Drastically lower memory use, different effect, for testing
2026-05-31 03:17:23 +08:00 · 2026-05-06 16:34:01 +03:00 · 2026-05-06 16:34:01 +03:00 · e6e3e6f628
commit e6e3e6f628
parent 9c34f5f36a
1 changed files with 4 additions and 7 deletions
--- a/comfy/ldm/lightricks/model.py
+++ b/comfy/ldm/lightricks/model.py
@ -1252,24 +1252,21 @@ class LTXVModel(LTXBaseModel):
            dtype: Target dtype.

        Returns:
-            (1, 1, total_tokens, total_tokens) additive bias mask.
+            (1, 1, 1, total_tokens) additive bias mask. Broadcasts across queries
+            inside attention, dropping the persistent allocation from O(T²) to O(T).
            0.0 = full attention, negative = attenuated, finfo.min = effectively fully masked.
        """
        finfo = torch.finfo(dtype)
-        mask = torch.zeros((1, 1, total_tokens, total_tokens), device=device, dtype=dtype)
+        mask = torch.zeros((1, 1, 1, total_tokens), device=device, dtype=dtype)
        tracked_end = guide_start + tracked_count

-        # Convert weights to log-space bias
        w = tracked_weights.to(device=device, dtype=dtype)  # (1, tracked_count)
        log_w = torch.full_like(w, finfo.min)
        positive_mask = w > 0
        if positive_mask.any():
            log_w[positive_mask] = torch.log(w[positive_mask].clamp(min=finfo.tiny))

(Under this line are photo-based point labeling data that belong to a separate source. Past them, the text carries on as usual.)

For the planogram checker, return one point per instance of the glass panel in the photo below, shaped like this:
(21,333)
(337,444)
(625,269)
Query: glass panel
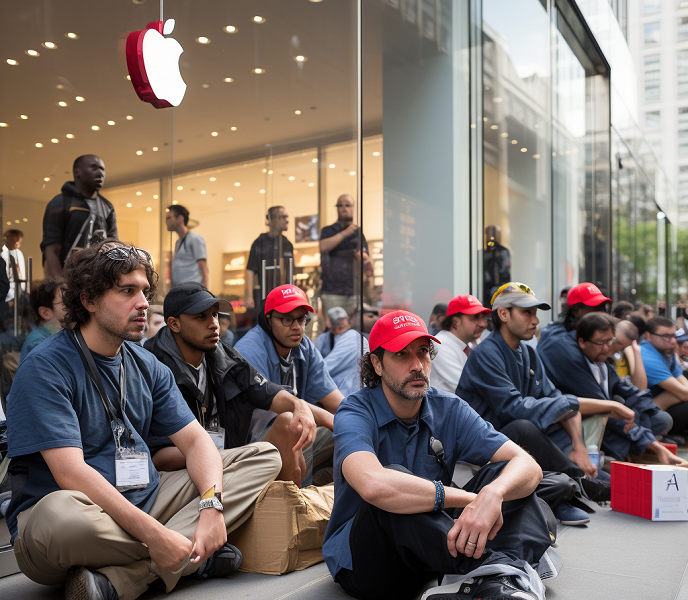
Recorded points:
(517,154)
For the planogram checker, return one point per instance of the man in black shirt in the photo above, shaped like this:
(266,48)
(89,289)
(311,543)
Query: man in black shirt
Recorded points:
(275,249)
(78,217)
(342,247)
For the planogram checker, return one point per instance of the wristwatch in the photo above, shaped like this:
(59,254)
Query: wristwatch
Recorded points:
(213,502)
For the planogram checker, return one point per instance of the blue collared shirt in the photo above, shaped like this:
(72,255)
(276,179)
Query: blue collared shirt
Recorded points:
(365,422)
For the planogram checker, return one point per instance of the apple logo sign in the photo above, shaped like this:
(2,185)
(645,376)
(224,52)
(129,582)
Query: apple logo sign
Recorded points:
(153,63)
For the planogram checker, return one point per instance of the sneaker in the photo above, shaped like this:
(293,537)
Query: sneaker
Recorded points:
(83,584)
(223,563)
(570,515)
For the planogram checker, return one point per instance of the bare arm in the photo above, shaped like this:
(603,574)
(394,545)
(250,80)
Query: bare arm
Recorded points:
(53,268)
(205,273)
(167,548)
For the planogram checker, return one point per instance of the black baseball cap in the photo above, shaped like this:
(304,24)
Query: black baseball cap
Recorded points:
(189,298)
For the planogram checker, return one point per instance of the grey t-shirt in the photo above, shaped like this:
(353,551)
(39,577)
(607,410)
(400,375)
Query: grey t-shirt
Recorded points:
(187,251)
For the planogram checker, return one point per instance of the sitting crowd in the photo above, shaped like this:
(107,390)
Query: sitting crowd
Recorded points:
(133,456)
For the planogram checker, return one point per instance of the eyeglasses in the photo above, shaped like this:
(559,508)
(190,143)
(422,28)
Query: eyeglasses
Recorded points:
(124,252)
(289,321)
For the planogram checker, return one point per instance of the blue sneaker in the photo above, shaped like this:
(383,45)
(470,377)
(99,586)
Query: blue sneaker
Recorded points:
(570,515)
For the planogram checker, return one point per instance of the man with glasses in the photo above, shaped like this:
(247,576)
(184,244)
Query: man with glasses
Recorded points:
(89,510)
(221,387)
(577,365)
(279,349)
(343,251)
(666,381)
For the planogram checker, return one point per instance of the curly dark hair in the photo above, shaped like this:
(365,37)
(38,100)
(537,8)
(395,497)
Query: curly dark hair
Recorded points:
(89,273)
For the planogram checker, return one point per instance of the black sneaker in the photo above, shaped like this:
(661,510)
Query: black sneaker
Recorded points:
(83,584)
(223,563)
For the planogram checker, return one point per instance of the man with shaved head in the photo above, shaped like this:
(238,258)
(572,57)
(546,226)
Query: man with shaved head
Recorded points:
(342,246)
(78,217)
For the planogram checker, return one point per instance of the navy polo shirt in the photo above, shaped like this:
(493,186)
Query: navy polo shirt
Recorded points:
(365,422)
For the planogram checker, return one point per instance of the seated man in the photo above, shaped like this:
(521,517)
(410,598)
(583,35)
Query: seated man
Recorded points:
(88,508)
(668,384)
(504,380)
(459,333)
(46,303)
(341,348)
(576,365)
(392,527)
(221,387)
(278,348)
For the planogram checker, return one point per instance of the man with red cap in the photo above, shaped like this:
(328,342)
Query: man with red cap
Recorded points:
(459,333)
(396,440)
(278,348)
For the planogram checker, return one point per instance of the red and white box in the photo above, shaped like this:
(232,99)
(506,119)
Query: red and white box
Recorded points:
(654,492)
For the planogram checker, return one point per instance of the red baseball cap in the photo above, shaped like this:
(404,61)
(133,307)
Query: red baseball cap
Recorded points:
(466,304)
(286,298)
(396,330)
(587,293)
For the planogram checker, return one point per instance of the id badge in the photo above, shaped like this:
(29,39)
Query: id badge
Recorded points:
(131,469)
(218,437)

-        # noisy → tracked guides: each noisy row gets the same per-guide weight
-        mask[:, :, :guide_start, guide_start:tracked_end] = log_w.view(1, 1, 1, -1)
-        # tracked guides → noisy: each guide row broadcasts its weight across noisy cols
-        mask[:, :, guide_start:tracked_end, :guide_start] = log_w.view(1, 1, -1, 1)
+        mask[:, :, :, guide_start:tracked_end] = log_w.view(1, 1, 1, -1)

        return mask